Retrieval-Augmented Generation by Evidence Retroactivity in LLMs
Xiao, Liang, Dai, Wen, Chen, Shuai, Qin, Bin, Shi, Chongyang, Jing, Haopeng, Guo, Tianyu
Retrieval-augmented generation has gained significant attention due to its ability to integrate relevant external knowledge, enhancing the accuracy and reliability of the LLMs' responses.
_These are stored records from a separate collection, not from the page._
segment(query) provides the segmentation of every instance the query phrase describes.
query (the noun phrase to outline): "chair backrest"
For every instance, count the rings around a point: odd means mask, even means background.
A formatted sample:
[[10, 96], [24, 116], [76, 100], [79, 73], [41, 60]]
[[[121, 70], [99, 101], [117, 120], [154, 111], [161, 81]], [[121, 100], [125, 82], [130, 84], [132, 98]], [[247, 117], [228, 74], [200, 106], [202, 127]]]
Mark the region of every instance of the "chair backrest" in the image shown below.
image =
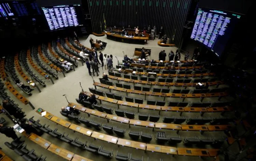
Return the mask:
[[135, 98], [134, 99], [134, 102], [135, 103], [138, 103], [140, 104], [143, 104], [143, 100], [142, 99], [136, 99]]
[[125, 97], [125, 101], [129, 102], [133, 102], [133, 99], [131, 97]]
[[155, 105], [156, 104], [156, 101], [148, 100], [147, 101], [147, 104], [150, 105]]

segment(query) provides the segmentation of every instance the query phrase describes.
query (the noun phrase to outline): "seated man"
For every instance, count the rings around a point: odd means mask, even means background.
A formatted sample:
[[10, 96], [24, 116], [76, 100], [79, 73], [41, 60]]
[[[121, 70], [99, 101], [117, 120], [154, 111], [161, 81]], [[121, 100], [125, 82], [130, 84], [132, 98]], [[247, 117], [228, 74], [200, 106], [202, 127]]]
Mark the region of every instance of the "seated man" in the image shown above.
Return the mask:
[[127, 56], [127, 55], [126, 55], [124, 57], [124, 60], [125, 61], [128, 61], [130, 59], [130, 58]]
[[105, 73], [102, 74], [102, 79], [106, 80], [109, 80], [109, 78], [108, 78], [108, 75]]
[[29, 91], [29, 92], [31, 92], [31, 91], [33, 91], [34, 90], [33, 89], [31, 89], [29, 86], [25, 86], [24, 84], [24, 83], [21, 82], [18, 79], [17, 79], [15, 80], [15, 81], [16, 82], [16, 84], [19, 87], [21, 88], [22, 88], [24, 90], [26, 90], [26, 89], [27, 90]]
[[88, 101], [92, 105], [94, 103], [95, 104], [97, 104], [98, 102], [97, 100], [96, 100], [96, 96], [93, 93], [91, 93], [90, 94], [90, 97], [87, 99], [85, 100], [86, 101]]
[[76, 114], [80, 113], [80, 112], [78, 110], [70, 106], [62, 107], [61, 107], [61, 112], [68, 114], [71, 114], [74, 113], [75, 113]]
[[79, 96], [78, 99], [80, 101], [83, 101], [87, 99], [87, 97], [88, 97], [88, 96], [85, 95], [84, 92], [83, 91], [81, 91], [81, 92], [80, 92], [80, 93], [79, 93]]
[[130, 64], [128, 63], [128, 61], [126, 61], [124, 64], [124, 66], [129, 68], [130, 67]]

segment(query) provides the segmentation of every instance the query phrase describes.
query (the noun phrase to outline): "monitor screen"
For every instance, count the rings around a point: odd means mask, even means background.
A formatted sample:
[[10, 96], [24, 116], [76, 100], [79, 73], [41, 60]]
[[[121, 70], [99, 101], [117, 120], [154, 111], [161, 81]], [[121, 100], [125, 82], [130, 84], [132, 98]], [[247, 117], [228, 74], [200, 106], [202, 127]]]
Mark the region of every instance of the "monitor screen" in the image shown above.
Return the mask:
[[41, 7], [50, 30], [83, 26], [81, 4]]
[[190, 38], [219, 57], [241, 18], [241, 15], [233, 13], [199, 8]]

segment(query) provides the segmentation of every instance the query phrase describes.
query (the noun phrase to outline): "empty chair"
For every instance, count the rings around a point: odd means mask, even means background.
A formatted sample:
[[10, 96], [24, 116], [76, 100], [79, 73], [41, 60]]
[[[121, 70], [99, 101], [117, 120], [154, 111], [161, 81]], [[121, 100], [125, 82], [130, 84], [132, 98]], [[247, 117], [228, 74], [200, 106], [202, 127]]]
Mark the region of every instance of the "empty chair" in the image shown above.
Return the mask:
[[128, 134], [129, 135], [129, 136], [131, 138], [132, 140], [138, 140], [140, 138], [140, 132], [133, 131], [131, 131], [131, 130], [130, 130]]
[[122, 77], [122, 76], [121, 75], [121, 74], [118, 73], [115, 73], [115, 76], [117, 77]]
[[166, 83], [172, 83], [173, 82], [173, 79], [171, 79], [169, 78], [166, 78]]
[[147, 101], [147, 104], [150, 105], [155, 105], [156, 104], [156, 101], [148, 100]]
[[138, 90], [139, 91], [141, 91], [141, 86], [134, 86], [134, 90]]
[[109, 107], [107, 107], [105, 106], [104, 106], [103, 107], [103, 110], [106, 113], [108, 113], [109, 114], [113, 114], [113, 109], [114, 108], [111, 108]]
[[135, 114], [134, 112], [125, 112], [125, 116], [129, 119], [133, 119], [135, 117]]
[[165, 82], [166, 79], [164, 78], [158, 78], [158, 82]]
[[140, 80], [144, 81], [147, 81], [147, 77], [146, 77], [144, 76], [141, 76], [140, 77]]
[[93, 106], [95, 108], [96, 108], [98, 111], [100, 112], [104, 112], [103, 107], [102, 106], [97, 105], [94, 105]]
[[156, 122], [159, 120], [160, 117], [159, 115], [155, 116], [154, 115], [150, 115], [150, 121], [151, 122]]
[[123, 96], [120, 95], [117, 95], [117, 94], [114, 94], [114, 98], [116, 100], [118, 100], [122, 101], [123, 100]]
[[161, 89], [161, 88], [154, 88], [153, 89], [153, 92], [160, 92]]
[[142, 87], [142, 91], [145, 92], [149, 92], [150, 91], [150, 88], [149, 87]]
[[106, 84], [109, 86], [113, 86], [113, 84], [112, 82], [106, 80]]
[[129, 102], [133, 102], [133, 99], [131, 97], [125, 97], [125, 101]]
[[157, 101], [156, 103], [156, 106], [163, 106], [165, 105], [165, 101]]
[[175, 145], [180, 143], [182, 141], [182, 139], [179, 136], [179, 137], [170, 137], [168, 143], [171, 145]]
[[139, 113], [139, 120], [141, 121], [147, 121], [148, 118], [148, 114], [142, 114]]
[[123, 86], [124, 86], [124, 88], [125, 88], [126, 89], [131, 89], [131, 85], [126, 85], [125, 84], [124, 84]]
[[162, 89], [162, 93], [168, 93], [170, 92], [170, 89], [167, 89], [166, 88], [163, 88]]
[[104, 130], [109, 133], [113, 134], [114, 132], [114, 127], [111, 126], [109, 126], [105, 124], [102, 126], [102, 128]]
[[116, 114], [116, 115], [120, 117], [125, 117], [125, 112], [124, 111], [122, 110], [119, 110], [118, 109], [116, 109], [115, 110], [115, 112]]
[[143, 104], [143, 100], [142, 99], [135, 98], [134, 99], [134, 101], [135, 103], [139, 104]]
[[156, 81], [155, 78], [153, 78], [152, 77], [148, 77], [148, 81], [149, 82], [155, 82]]
[[117, 135], [120, 137], [124, 137], [125, 135], [125, 131], [126, 131], [126, 129], [123, 129], [117, 128], [116, 126], [114, 128], [114, 132]]
[[113, 94], [113, 93], [110, 92], [106, 92], [105, 94], [106, 94], [106, 96], [109, 98], [114, 99], [114, 95]]
[[118, 150], [116, 152], [116, 159], [120, 161], [128, 161], [129, 160], [130, 153], [128, 153], [128, 155], [123, 155], [118, 153]]
[[116, 83], [116, 86], [117, 87], [123, 88], [123, 84], [121, 83]]
[[136, 75], [132, 75], [131, 77], [132, 79], [138, 80], [138, 77]]
[[180, 89], [173, 89], [172, 90], [173, 93], [180, 93], [181, 90]]
[[175, 124], [181, 124], [184, 122], [186, 121], [186, 118], [183, 117], [175, 117], [173, 120], [173, 123]]
[[153, 134], [149, 135], [146, 133], [141, 133], [140, 136], [140, 138], [142, 141], [144, 142], [150, 142], [152, 140], [152, 136]]
[[189, 93], [190, 91], [190, 89], [183, 89], [181, 90], [181, 93], [182, 94], [188, 94]]

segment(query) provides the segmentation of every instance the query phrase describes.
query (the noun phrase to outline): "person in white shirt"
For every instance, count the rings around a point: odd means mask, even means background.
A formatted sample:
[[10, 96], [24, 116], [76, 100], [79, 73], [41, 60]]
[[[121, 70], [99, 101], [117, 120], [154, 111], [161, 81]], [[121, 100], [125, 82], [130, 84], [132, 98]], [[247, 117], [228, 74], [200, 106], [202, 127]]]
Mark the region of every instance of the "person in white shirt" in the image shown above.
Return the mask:
[[84, 57], [84, 52], [83, 52], [83, 51], [81, 51], [81, 52], [79, 53], [79, 55], [80, 55], [80, 56], [81, 56], [83, 58], [85, 58]]
[[139, 27], [137, 26], [137, 28], [135, 29], [135, 36], [138, 36], [139, 35]]

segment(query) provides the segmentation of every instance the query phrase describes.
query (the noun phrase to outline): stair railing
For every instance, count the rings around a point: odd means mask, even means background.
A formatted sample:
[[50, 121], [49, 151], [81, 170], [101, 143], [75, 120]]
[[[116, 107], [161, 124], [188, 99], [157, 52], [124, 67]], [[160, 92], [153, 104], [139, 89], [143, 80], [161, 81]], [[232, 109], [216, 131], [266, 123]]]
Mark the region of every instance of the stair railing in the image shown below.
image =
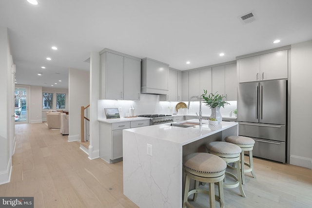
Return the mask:
[[81, 106], [81, 117], [80, 128], [80, 142], [85, 142], [89, 141], [90, 137], [89, 123], [90, 119], [88, 115], [90, 114], [90, 104], [86, 107]]

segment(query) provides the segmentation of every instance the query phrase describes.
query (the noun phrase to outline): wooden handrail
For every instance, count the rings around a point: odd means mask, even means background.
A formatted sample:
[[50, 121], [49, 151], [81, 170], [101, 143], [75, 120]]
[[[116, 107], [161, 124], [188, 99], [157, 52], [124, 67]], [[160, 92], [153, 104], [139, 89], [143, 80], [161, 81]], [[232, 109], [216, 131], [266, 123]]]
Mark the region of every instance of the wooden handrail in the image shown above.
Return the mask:
[[90, 121], [90, 119], [84, 116], [84, 110], [90, 107], [90, 104], [86, 107], [81, 106], [81, 115], [80, 120], [80, 141], [84, 142], [84, 120]]

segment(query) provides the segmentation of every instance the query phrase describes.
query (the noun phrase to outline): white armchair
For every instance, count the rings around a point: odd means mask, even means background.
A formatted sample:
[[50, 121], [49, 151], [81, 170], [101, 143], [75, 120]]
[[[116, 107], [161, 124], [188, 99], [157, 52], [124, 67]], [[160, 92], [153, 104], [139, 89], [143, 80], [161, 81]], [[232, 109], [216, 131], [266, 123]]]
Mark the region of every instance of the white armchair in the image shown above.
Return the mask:
[[69, 115], [66, 114], [60, 115], [60, 133], [63, 135], [68, 134], [68, 122]]

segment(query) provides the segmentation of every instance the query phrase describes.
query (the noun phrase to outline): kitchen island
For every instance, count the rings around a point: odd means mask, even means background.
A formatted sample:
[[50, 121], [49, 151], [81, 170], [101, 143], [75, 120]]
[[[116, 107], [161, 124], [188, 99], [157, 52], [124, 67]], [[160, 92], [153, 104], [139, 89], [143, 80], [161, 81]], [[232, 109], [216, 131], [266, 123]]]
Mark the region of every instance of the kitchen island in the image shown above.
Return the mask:
[[[179, 123], [186, 122], [198, 120]], [[236, 122], [202, 122], [201, 127], [165, 124], [123, 130], [124, 194], [141, 208], [182, 207], [183, 157], [238, 133]]]

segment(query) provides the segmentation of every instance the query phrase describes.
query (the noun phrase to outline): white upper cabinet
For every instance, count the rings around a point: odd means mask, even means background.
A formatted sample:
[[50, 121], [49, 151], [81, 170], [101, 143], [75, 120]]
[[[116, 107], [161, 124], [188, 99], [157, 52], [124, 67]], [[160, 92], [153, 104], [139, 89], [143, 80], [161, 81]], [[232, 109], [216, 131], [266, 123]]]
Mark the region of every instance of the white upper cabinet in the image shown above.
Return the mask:
[[177, 101], [178, 90], [178, 72], [169, 69], [168, 91], [166, 95], [160, 95], [161, 101]]
[[225, 96], [224, 66], [213, 67], [212, 78], [212, 93]]
[[227, 100], [237, 100], [237, 66], [236, 63], [225, 66], [225, 92]]
[[145, 58], [141, 66], [141, 93], [168, 94], [169, 65]]
[[182, 101], [189, 100], [189, 72], [182, 73]]
[[236, 63], [213, 67], [212, 92], [226, 100], [236, 100], [237, 81]]
[[178, 102], [182, 101], [182, 72], [177, 72], [177, 100]]
[[204, 90], [211, 93], [211, 68], [182, 73], [182, 100], [187, 101], [194, 95], [201, 95]]
[[239, 82], [287, 78], [288, 51], [237, 60]]
[[141, 91], [141, 61], [124, 57], [124, 100], [139, 100]]
[[278, 51], [260, 57], [261, 80], [288, 77], [288, 50]]
[[105, 49], [100, 55], [101, 99], [140, 99], [141, 59], [125, 56]]

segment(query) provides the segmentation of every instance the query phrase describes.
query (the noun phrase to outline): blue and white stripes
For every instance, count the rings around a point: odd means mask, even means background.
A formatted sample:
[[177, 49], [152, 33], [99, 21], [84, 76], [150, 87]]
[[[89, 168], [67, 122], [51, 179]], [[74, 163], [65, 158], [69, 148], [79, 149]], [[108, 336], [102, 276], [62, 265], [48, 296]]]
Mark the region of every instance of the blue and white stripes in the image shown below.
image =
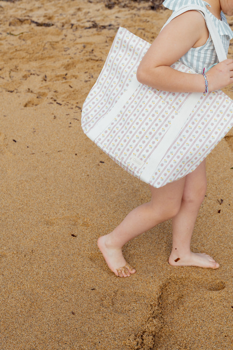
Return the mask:
[[[187, 5], [201, 6], [206, 11], [207, 2], [202, 0], [165, 0], [163, 5], [173, 11], [177, 11]], [[221, 20], [218, 19], [209, 11], [209, 14], [217, 28], [221, 39], [226, 55], [227, 54], [230, 39], [233, 37], [233, 33], [228, 25], [226, 17], [221, 12]], [[182, 63], [191, 68], [196, 73], [202, 74], [204, 68], [207, 70], [218, 61], [213, 41], [210, 36], [206, 43], [197, 48], [191, 48], [179, 60]]]

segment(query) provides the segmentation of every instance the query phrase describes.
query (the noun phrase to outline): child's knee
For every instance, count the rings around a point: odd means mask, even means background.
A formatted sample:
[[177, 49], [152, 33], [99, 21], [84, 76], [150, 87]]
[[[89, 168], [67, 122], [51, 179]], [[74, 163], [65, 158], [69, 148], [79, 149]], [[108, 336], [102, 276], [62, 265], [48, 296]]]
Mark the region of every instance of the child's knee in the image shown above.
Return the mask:
[[206, 191], [206, 184], [202, 184], [192, 190], [184, 192], [182, 201], [187, 203], [196, 203], [201, 205], [205, 198]]

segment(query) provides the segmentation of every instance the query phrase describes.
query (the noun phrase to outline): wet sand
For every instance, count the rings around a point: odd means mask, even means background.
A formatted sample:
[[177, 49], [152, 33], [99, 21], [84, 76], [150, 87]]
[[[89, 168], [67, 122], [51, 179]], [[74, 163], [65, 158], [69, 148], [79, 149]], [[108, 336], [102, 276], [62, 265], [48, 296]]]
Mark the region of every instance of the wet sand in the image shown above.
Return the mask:
[[0, 1], [1, 350], [233, 349], [232, 131], [191, 243], [218, 270], [168, 264], [170, 221], [124, 247], [130, 278], [97, 247], [150, 194], [83, 133], [82, 104], [118, 27], [151, 42], [170, 13], [117, 2]]

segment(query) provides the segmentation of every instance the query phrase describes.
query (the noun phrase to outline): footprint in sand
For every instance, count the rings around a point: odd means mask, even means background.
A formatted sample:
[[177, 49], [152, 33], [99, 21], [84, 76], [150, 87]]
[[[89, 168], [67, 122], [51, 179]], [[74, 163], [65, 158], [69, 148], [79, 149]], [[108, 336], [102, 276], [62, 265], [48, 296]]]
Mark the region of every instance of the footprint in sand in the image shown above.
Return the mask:
[[231, 349], [232, 310], [223, 292], [226, 284], [219, 280], [204, 280], [167, 281], [156, 302], [151, 306], [152, 315], [130, 337], [131, 348]]

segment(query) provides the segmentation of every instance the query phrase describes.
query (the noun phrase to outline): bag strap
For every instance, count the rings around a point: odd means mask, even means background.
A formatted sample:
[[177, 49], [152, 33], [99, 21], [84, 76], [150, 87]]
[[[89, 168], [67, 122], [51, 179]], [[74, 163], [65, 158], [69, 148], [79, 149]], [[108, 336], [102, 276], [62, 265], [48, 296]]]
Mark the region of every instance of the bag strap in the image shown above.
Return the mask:
[[172, 15], [163, 26], [162, 29], [164, 28], [165, 26], [168, 24], [171, 21], [174, 19], [176, 17], [177, 17], [177, 16], [182, 14], [184, 12], [186, 12], [187, 11], [190, 11], [191, 10], [195, 10], [198, 11], [198, 12], [201, 13], [205, 19], [207, 28], [213, 41], [216, 53], [219, 62], [224, 61], [224, 59], [226, 59], [227, 57], [225, 53], [225, 50], [221, 40], [220, 36], [218, 33], [217, 28], [214, 26], [213, 22], [211, 20], [210, 15], [208, 13], [207, 9], [206, 11], [204, 9], [203, 7], [201, 6], [198, 6], [198, 5], [195, 6], [187, 5], [186, 6], [184, 6], [182, 8], [178, 10], [177, 11], [175, 11], [173, 13]]

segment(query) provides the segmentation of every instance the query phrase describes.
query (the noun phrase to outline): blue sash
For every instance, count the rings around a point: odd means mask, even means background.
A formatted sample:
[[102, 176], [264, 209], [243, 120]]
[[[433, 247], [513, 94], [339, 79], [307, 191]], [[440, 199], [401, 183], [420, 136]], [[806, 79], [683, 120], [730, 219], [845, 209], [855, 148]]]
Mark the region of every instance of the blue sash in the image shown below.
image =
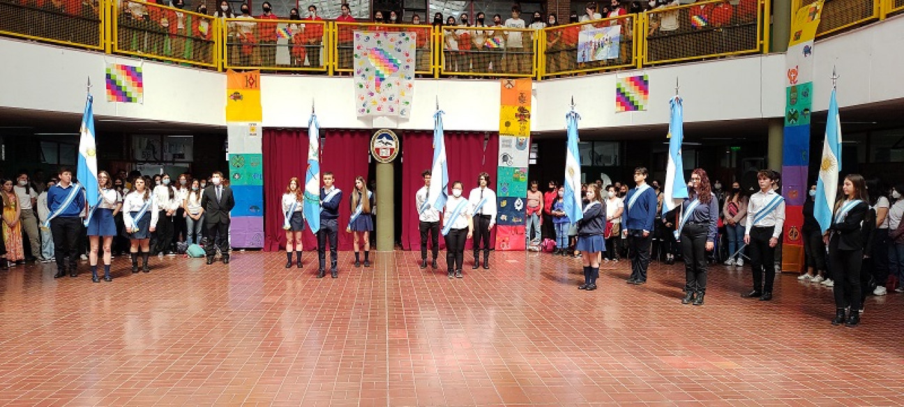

Most of the existing methods apply a dynamic multiple retrieval-generating process, to address multi-hop complex questions by decomposing them into sub-problems. However, these methods rely on an unidirectional forward reasoning paradigm, where errors from insufficient reasoning steps or inherent flaws in current retrieval systems are irreversible, potentially derailing the entire reasoning chain. For the first time, this work introduces Retroactive Retrieval-Augmented Generation (RetroRAG), a novel framework to build a retroactive reasoning paradigm. RetroRAG revises and updates the evidence, redirecting the reasoning chain to the correct direction. RetroRAG constructs an evidence-collation-discovery framework to search, generate, and refine credible evidence. It synthesizes inferential evidence related to the key entities in the question from the existing source knowledge and formulates search queries to uncover additional information. As new evidence is found, RetroRAG continually updates and organizes this information, enhancing its ability to locate further necessary evidence. Paired with an Answerer to generate and evaluate outputs, RetroRAG is capable of refining its reasoning process iteratively until a reliable answer is obtained. Empirical evaluations show that RetroRAG significantly outperforms existing methods.